Carrie-Anne Moss and Keanu Reeves in The Matrix 4
(Image credit: Warner Bros.)

Discussing The Matrix Resurrections pre-release is an almost impossible task. The new installment in the game-changing franchise does so many interesting things, and the trailers barely give anything away. In fact, there's a high chance you have no idea what The Matrix Resurrections is actually about.

Keanu Reeves and Carrie-Anne Moss, returning to play Neo and Trinity, are not giving the game away, either. Speaking with GamesRadar+ and Total Film, the duo offer an insight into returning to the Matrix without going into specifics, giving us a wonderful feel for what to expect from Resurrections without saying precisely what's coming next. However, if there's one takeaway, it's that the upcoming movie is anchored by the love between their characters, and, at times, scenes between Neo and Trinity were almost "overwhelming" for the two actors.
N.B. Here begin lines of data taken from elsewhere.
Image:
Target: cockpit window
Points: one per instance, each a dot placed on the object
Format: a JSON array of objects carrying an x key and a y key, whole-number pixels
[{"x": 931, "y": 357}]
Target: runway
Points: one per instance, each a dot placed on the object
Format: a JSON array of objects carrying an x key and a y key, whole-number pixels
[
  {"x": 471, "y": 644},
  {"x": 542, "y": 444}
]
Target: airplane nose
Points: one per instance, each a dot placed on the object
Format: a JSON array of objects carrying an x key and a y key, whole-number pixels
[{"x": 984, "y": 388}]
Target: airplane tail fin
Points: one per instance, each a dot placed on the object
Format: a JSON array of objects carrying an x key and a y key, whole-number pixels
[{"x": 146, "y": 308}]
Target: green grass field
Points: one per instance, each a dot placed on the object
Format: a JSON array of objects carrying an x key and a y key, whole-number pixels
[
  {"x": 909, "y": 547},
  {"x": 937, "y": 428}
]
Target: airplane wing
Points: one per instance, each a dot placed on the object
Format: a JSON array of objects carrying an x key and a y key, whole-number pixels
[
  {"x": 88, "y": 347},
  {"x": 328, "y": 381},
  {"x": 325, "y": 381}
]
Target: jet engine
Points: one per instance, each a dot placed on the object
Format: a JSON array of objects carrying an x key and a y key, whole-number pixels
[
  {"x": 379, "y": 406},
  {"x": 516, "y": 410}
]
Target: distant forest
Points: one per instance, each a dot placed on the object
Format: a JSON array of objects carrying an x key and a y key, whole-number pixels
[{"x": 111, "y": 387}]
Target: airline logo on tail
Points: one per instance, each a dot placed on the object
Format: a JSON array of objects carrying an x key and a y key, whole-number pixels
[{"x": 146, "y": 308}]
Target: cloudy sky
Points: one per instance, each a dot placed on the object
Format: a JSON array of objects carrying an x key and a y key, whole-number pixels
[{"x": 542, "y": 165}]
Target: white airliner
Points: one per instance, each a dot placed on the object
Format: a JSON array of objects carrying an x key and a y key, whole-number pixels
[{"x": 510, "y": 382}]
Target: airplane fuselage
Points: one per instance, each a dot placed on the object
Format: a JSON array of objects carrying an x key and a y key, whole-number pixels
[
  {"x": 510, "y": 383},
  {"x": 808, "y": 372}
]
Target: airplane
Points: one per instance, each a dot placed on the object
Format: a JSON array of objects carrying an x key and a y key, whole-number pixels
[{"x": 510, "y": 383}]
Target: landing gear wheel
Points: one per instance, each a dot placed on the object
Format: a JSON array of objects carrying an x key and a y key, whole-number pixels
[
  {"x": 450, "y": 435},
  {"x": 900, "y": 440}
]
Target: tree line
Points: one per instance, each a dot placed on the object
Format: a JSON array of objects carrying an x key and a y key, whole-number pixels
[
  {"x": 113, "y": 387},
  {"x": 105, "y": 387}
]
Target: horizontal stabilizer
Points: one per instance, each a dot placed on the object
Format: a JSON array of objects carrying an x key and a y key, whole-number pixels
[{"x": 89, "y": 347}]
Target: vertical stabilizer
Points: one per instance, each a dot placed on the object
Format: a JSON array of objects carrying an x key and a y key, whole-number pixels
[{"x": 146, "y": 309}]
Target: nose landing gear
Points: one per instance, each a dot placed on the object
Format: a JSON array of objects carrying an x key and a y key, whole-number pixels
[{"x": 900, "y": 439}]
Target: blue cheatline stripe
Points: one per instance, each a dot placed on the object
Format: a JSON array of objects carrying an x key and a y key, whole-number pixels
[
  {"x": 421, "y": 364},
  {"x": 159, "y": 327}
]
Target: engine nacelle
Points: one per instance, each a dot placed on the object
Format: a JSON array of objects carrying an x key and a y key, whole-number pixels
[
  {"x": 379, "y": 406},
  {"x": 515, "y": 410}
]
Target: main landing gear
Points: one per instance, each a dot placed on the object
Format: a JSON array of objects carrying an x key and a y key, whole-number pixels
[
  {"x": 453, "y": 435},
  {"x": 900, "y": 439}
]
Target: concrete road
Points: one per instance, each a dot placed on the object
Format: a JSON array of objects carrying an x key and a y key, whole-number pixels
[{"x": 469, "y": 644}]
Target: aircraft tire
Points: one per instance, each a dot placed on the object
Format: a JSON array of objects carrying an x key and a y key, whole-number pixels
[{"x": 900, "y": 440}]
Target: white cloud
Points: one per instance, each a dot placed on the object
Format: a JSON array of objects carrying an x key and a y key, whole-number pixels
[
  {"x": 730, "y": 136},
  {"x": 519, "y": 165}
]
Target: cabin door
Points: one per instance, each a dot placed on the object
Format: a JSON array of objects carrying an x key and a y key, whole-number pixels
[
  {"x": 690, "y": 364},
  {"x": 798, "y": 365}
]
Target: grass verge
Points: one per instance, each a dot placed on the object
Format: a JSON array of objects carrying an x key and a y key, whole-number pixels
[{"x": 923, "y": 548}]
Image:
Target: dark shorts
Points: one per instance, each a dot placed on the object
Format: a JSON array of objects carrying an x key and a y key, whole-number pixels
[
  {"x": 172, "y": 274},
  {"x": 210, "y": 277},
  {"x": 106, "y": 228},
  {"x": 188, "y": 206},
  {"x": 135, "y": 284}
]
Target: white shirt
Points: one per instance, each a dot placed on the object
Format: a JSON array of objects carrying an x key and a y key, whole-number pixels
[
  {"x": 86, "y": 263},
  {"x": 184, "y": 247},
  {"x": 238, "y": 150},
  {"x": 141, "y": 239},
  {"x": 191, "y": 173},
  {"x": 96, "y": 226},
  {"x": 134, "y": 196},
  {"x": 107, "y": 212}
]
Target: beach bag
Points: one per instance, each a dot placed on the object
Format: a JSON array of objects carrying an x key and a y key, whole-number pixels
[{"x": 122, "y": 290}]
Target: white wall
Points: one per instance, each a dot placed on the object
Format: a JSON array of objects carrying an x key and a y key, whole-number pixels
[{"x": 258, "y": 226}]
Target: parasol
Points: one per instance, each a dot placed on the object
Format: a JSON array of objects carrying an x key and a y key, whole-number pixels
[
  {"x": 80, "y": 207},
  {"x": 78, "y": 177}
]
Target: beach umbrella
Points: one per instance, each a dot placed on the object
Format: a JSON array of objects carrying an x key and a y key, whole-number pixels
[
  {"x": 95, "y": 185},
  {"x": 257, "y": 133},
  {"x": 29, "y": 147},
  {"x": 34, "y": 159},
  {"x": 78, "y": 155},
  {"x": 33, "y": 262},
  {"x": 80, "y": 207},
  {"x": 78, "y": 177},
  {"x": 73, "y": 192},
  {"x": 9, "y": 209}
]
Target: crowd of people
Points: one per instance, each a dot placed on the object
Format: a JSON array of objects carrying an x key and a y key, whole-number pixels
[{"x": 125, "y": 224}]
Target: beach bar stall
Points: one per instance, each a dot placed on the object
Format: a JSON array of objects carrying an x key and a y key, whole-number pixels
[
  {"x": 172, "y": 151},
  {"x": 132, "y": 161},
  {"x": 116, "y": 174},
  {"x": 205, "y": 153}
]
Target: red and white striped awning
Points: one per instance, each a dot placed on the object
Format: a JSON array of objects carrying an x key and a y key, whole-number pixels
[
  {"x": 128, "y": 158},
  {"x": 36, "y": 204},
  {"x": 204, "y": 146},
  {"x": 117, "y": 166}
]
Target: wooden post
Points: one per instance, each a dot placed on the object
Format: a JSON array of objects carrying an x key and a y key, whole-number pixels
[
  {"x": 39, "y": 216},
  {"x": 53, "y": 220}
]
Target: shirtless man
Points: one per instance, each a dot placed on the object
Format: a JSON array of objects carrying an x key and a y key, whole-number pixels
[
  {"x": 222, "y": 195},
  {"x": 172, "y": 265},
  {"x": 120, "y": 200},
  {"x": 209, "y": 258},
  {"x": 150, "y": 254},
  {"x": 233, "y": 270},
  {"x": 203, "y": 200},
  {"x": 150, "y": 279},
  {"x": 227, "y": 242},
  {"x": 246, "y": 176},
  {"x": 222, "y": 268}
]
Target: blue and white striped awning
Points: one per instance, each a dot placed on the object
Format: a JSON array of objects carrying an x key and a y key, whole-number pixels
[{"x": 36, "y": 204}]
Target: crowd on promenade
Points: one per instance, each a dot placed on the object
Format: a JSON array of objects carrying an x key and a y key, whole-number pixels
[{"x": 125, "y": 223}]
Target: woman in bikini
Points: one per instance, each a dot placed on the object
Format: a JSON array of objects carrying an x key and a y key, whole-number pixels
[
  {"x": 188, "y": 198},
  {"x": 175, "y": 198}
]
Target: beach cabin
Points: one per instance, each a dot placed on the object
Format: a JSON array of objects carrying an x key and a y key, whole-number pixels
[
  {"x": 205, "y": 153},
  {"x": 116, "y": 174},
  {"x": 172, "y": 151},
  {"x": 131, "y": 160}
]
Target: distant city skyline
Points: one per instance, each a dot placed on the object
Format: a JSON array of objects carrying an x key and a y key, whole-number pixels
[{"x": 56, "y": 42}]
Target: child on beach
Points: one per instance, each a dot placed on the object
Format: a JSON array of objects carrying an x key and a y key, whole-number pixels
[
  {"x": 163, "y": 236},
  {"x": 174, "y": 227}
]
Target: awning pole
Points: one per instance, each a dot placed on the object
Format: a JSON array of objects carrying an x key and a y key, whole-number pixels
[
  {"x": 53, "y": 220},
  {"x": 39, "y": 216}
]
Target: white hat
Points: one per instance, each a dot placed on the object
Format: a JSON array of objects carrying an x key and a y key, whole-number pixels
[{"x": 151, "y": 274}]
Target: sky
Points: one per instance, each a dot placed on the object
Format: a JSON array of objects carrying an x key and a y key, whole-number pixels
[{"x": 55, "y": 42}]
Below, read our Q&A (edited for length and clarity) with Reeves and Moss, or listen to the interview on the latest episode of the Inside Total Film podcast

The Matrix has been part of both of your DNA for so long now. Did you ever image a future for Neo and Trinity? 

Keanu Reeves: From that character to what happens now – it was surprising.

Carrie-Anne Moss: I never fantasized what this could have been until I heard that we were doing it. And then I had a few ideas, imagining before the read-through like, "Well, how is [Lana Wachowski] going to do this?" And then, when we had the read-through, I could not have imagined what she created on the page.

Reeves: I think Neil Thomas Anderson just wanted to be with Trinity and have a happy ever after. And that didn't happen. And that feeling is really the main propulsion of the character in Resurrections, he is trying to get back to that.

The love between these two characters is so palpable in the new movie. Did playing that relationship feel different this time around?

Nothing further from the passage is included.